Similarly, GPS technology, using a forceps or needle probe, has proven useful in obtaining biopsy samples of nodules in the lung that often can’t be reached by radiologists through other means. The device, connected to a computer, is inserted through a patient’s windpipe and guided by GPS toward the nodule. The system creates a three-dimensional image of the lung as the patient reclines on a special gurney on a pad using an electromagnetic field.
“The computer tells us turn right, turn left, and you are there, like GPS,” said Dr. Mark Block, chief of cardiothoracic surgery for Memorial Healthcare System in Hollywood. The system can be used for biopsies and can also be paired with a cyber knife, a sort of laser beam, to target a nodule. The risk of piercing the lung is reduced.
“If the patient is breathing, the lung nodule is moving. It’s hard to hit a moving target. This uses a tiny piece of gold metal placed close to the tumor into the lung and that’s easily detected by the cyber knife, which can track the gold pieces and move on to target the tumor,” Block said.

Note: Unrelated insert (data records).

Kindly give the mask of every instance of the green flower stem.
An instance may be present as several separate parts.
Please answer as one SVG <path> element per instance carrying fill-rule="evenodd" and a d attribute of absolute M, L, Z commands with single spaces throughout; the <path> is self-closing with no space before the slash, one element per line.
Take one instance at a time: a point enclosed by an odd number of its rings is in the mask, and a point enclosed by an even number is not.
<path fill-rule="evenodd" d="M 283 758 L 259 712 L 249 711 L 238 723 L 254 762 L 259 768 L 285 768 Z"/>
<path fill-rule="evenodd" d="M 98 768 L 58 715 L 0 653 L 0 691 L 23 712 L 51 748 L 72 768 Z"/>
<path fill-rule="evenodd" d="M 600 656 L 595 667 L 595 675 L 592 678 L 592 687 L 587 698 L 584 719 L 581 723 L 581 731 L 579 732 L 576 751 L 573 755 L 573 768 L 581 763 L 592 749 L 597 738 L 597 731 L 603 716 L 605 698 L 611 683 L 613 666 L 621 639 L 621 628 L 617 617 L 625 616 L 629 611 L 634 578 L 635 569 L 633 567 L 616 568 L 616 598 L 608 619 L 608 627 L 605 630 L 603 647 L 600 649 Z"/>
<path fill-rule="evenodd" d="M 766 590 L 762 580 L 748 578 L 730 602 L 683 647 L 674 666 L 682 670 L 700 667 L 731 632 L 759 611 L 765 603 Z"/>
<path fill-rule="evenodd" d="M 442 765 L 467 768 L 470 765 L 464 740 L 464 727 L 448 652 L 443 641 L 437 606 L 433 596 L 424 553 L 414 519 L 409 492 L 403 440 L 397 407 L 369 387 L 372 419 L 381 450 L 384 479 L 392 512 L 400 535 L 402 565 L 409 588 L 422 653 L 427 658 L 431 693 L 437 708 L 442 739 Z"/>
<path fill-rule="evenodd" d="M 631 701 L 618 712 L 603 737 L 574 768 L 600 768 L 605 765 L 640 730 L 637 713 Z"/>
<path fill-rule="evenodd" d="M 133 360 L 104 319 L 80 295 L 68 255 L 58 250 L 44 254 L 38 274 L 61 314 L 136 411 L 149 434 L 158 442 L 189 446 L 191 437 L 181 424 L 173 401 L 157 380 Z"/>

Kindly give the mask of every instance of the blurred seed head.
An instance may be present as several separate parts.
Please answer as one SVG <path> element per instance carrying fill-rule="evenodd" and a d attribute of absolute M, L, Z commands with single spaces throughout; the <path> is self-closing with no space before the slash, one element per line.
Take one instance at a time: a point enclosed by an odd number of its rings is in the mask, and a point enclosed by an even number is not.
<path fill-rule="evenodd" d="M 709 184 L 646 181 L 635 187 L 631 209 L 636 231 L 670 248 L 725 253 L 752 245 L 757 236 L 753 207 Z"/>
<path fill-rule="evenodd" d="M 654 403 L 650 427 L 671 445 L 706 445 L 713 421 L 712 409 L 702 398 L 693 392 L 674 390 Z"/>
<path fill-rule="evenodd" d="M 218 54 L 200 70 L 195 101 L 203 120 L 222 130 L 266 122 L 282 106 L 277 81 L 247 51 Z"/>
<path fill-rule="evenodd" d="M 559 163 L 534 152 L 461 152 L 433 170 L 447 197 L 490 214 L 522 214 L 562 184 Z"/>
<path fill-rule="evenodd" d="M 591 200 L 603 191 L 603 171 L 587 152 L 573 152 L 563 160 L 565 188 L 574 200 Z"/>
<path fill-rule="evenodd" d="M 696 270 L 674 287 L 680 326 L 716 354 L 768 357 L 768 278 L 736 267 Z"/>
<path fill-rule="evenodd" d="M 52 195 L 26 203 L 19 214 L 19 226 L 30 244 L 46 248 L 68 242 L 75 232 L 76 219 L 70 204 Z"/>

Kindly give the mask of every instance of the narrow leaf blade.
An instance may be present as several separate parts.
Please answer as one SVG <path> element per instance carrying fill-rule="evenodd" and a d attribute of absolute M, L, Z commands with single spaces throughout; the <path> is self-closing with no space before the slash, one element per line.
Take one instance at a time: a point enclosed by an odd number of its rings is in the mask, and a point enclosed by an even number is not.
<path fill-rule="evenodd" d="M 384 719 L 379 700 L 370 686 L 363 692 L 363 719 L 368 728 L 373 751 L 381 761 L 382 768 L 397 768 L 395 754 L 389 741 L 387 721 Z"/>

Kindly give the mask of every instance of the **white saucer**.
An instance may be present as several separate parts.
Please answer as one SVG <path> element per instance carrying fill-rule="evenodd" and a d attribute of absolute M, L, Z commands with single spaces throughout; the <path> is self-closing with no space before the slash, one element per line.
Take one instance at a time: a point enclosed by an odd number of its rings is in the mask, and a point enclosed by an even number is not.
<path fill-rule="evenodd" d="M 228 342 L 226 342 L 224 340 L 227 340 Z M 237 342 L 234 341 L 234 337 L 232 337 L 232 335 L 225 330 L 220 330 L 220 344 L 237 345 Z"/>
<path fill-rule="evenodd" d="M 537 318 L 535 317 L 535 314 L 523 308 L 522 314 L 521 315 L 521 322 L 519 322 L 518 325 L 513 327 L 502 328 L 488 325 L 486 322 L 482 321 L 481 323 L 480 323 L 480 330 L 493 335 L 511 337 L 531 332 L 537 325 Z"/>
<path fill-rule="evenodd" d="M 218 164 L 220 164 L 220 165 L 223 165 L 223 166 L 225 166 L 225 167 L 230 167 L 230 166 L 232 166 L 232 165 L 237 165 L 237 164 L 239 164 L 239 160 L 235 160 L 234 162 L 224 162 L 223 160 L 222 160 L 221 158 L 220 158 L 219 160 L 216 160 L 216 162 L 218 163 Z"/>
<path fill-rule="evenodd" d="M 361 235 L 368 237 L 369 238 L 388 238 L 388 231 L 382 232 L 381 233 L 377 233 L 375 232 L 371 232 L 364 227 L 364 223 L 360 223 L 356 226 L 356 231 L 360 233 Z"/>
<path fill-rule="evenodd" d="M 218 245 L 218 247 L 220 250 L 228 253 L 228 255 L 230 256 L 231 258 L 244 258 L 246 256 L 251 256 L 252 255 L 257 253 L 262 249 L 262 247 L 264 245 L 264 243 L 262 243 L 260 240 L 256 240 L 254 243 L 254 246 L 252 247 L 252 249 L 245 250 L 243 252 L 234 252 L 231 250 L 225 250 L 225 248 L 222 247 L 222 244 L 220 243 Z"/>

Honey, drugsIf you must face chemotherapy or radiation to treat lung cancer, a new study using Manuka honey, a specially formulated honey from New Zealand and Australia, is under way at Mount Sinai Comprehensive Cancer Center in Miami Beach. The study aims to determine whether this type of honey can prevent inflammation in the esophagus in patients with lung cancer who are undergoing chemo or radiation.
“It’s absolutely amazing and on the cutting edge of treatment,” said Dr. Laurie Blach, radiation oncologist at Mount Sinai Medical Center. “This is using something that was used for hundreds of thousands of years and taking it back into the clinic to reduce the side effects of treatment.”
The organic honey, unlike traditional store-bought varieties, has antibacterial and antifungal properties that could reduce the chance of getting infections in the esophagus and could potentially improve pain and discomfort, Blach said. The product is taken by mouth as a spoonful, four times daily.
Tailored treatments The continued study of gene mutations will lead to new drugs to personalize lung cancer treatment.
“In the past two decades, pretty much every patient was treated in the same way, but now we can identify very specific changes in the makeup of their tumors and this can allow us to use specific treatments and this will continue to grow,” Lilenbaum said.
Lilenbaum anticipates new drugs will come on board within the next five years to target these identified mutations. “One day someone diagnosed with lung cancer will have complete genetic analysis of the tumor and we’ll have drugs to attack the mutations that lead to the development of cancer. It’s very promising.”